Use write_sas_csv_import for SAS-ingestible output (.csv + .sas import script). Binary .sas7bdat writing is not currently supported.

Docs

View the docs at https://jrothbaum.github.io/polars_readstat/ for more information on the options you can pass to the scan and write functions.

Benchmark

Benchmarks compare four scenarios: 1) load the full file, 2) load a subset of columns (Subset:True), 3) filter to a subset of rows (Filter: True), 4) load a subset of columns and filter to a subset of rows (Subset:True, Filter: True).

Benchmark context:

  • Machine: AMD Ryzen 7 8845HS (16 cores), 14 GiB RAM, Linux Mint 22
  • Storage: external SSD
  • polars-readstat (rust engine v0.12.4) last run: February 24, 2026; comparison library timings for SAS/Stata (v0.11.1) last run August 31, 2025
  • Version tested: polars-readstat 0.12.4 (new Rust engine) against polars-readstat 0.11.1 (prior C++ and C engines) and pandas and pyreadstat
  • Method: wall-clock timings via Python time.time()

Compared to Pandas and Pyreadstat (using read_file_multiprocessing for parallel processing in Pyreadstat)

SAS

all times in seconds (speedup relative to pandas in parenthesis below each)

Library Full File Subset: True Filter: True Subset: True, Filter: True
polars_readstat
New rust engine
0.72
(2.9×)
0.04
(51.5×)
1.04
(2.9×)
0.04
(52.5×)
polars_readstat
engine="cpp"
(fastest for 0.11.1)
1.31
(1.6×)
0.09
(22.9×)
1.56
(1.9×)
0.09
(23.2×)
pandas 2.07 2.06 3.03 2.09
pyreadstat 10.75
(0.2×)
0.46
(4.5×)
11.93
(0.3×)
0.50
(4.2×)

Stata

all times in seconds (speedup relative to pandas in parenthesis below each)

Library Full File Subset: True Filter: True Subset: True, Filter: True
polars_readstat
New rust engine
0.17
(6.7×)
0.12
(9.8×)
0.24
(4.1×)
0.11
(8.7×)
polars_readstat
engine="readstat"
(the only option for 0.11.1)
1.80
(0.6×)
0.27
(4.4×)
1.31
(0.8×)
0.29
(3.3×)
pandas 1.14 1.18 0.99 0.96
pyreadstat 7.46
(0.2×)
2.18
(0.5×)
7.66
(0.1×)
2.24
(0.4×)

SPSS

all times in seconds (speedup relative to pandas in parenthesis below each)

Library Full File Subset: True Filter: True Subset: True, Filter: True
polars_readstat
New rust engine
0.22
(6.6×)
0.15
(9.1×)
0.25
(6.0×)
0.26
(4.5×)
pandas 1.46 1.36 1.49 1.16

Detailed benchmark notes and dataset descriptions are in BENCHMARKS.md.

Tests run

Test coverage includes:

  • Cross-library comparisons on the pyreadstat and pandas test data, checking results against polars-readstat==0.11.1, pyreadstat, and pandas.
  • Stata/SPSS read/write roundtrip tests.
  • Large-file read/write benchmark runs on real-world data (results below).

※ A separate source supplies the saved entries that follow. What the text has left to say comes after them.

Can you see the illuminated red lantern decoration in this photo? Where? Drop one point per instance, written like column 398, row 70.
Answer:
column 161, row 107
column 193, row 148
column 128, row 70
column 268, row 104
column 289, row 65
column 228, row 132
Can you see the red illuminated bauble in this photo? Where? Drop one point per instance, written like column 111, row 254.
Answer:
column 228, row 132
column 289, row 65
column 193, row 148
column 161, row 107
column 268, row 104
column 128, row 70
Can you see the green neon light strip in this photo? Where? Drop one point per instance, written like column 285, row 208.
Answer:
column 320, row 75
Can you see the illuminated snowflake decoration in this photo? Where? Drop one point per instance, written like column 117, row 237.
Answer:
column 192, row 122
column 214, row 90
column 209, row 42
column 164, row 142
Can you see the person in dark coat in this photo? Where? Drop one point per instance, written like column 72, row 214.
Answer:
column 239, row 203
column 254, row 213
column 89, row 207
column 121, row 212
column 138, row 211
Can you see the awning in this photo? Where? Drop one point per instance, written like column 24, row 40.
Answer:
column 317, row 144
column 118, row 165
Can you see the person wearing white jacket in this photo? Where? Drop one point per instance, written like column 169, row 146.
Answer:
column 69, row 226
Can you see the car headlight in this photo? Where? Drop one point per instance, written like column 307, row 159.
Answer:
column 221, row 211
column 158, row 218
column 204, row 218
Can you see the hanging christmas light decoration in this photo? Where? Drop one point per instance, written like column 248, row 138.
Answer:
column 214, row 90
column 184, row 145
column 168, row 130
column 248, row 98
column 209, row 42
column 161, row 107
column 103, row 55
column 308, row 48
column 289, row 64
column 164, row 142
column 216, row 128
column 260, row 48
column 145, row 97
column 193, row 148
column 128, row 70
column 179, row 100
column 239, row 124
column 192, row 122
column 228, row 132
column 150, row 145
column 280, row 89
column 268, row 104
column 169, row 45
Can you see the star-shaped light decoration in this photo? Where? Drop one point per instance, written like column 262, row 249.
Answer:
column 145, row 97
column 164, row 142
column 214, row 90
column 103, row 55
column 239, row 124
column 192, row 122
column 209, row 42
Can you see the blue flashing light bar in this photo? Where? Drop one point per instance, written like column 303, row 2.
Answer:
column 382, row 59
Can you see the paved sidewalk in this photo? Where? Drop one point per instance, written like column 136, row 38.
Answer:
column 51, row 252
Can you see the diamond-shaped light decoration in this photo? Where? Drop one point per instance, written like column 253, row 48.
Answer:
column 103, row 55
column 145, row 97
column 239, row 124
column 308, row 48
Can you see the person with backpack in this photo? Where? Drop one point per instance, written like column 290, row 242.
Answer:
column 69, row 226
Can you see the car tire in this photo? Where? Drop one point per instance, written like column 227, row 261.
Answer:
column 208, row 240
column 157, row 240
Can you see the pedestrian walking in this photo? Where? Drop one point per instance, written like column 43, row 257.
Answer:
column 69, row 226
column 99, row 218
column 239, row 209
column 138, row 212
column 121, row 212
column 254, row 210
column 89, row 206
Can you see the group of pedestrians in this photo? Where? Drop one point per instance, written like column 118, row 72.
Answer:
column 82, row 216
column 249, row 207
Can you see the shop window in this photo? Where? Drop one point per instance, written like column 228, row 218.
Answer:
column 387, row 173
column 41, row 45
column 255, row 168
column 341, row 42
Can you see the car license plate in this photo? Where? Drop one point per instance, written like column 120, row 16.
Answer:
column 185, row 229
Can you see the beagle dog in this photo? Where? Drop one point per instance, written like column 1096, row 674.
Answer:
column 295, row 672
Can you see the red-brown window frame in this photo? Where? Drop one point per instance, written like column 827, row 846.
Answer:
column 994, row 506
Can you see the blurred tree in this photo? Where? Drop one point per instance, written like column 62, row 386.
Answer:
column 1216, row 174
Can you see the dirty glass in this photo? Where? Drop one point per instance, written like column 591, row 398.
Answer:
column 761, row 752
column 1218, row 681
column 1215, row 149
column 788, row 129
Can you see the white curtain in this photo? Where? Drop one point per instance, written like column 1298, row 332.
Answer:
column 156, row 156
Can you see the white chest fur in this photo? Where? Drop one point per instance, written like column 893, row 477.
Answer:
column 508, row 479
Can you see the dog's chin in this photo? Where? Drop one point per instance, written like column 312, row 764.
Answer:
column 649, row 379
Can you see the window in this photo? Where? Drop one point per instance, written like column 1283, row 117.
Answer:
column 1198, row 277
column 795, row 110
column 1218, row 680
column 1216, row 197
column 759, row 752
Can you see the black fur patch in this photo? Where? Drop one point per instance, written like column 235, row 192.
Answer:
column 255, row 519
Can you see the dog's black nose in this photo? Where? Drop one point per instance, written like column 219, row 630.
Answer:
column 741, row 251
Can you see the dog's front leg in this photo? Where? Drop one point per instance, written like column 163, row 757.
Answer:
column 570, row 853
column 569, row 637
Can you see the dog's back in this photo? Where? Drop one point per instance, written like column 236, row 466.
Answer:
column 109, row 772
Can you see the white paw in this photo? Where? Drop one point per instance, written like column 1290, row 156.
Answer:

If you want to run the same checks locally, helper scripts and tests are in scripts/ and tests/.

Project details


Download files

Download the file for your platform. If you're not sure which to choose, learn more about installing packages.

Source Distributions

No source distribution files available for this release.See tutorial on generating distribution archives.

Built Distributions

If you're not sure about the file name format, learn more about wheel file names.

polars_readstat-0.17.0-cp39-abi3-win_amd64.whl (20.7 MB view details)

Uploaded CPython 3.9+Windows x86-64

polars_readstat-0.17.0-cp39-abi3-manylinux_2_28_x86_64.whl (19.1 MB view details)

Uploaded CPython 3.9+manylinux: glibc 2.28+ x86-64

polars_readstat-0.17.0-cp39-abi3-manylinux_2_17_x86_64.manylinux2014_x86_64.whl (19.1 MB view details)

Uploaded CPython 3.9+manylinux: glibc 2.17+ x86-64

polars_readstat-0.17.0-cp39-abi3-macosx_11_0_arm64.whl (16.9 MB view details)

Uploaded CPython 3.9+macOS 11.0+ ARM64

polars_readstat-0.17.0-cp39-abi3-macosx_10_15_x86_64.whl (18.5 MB view details)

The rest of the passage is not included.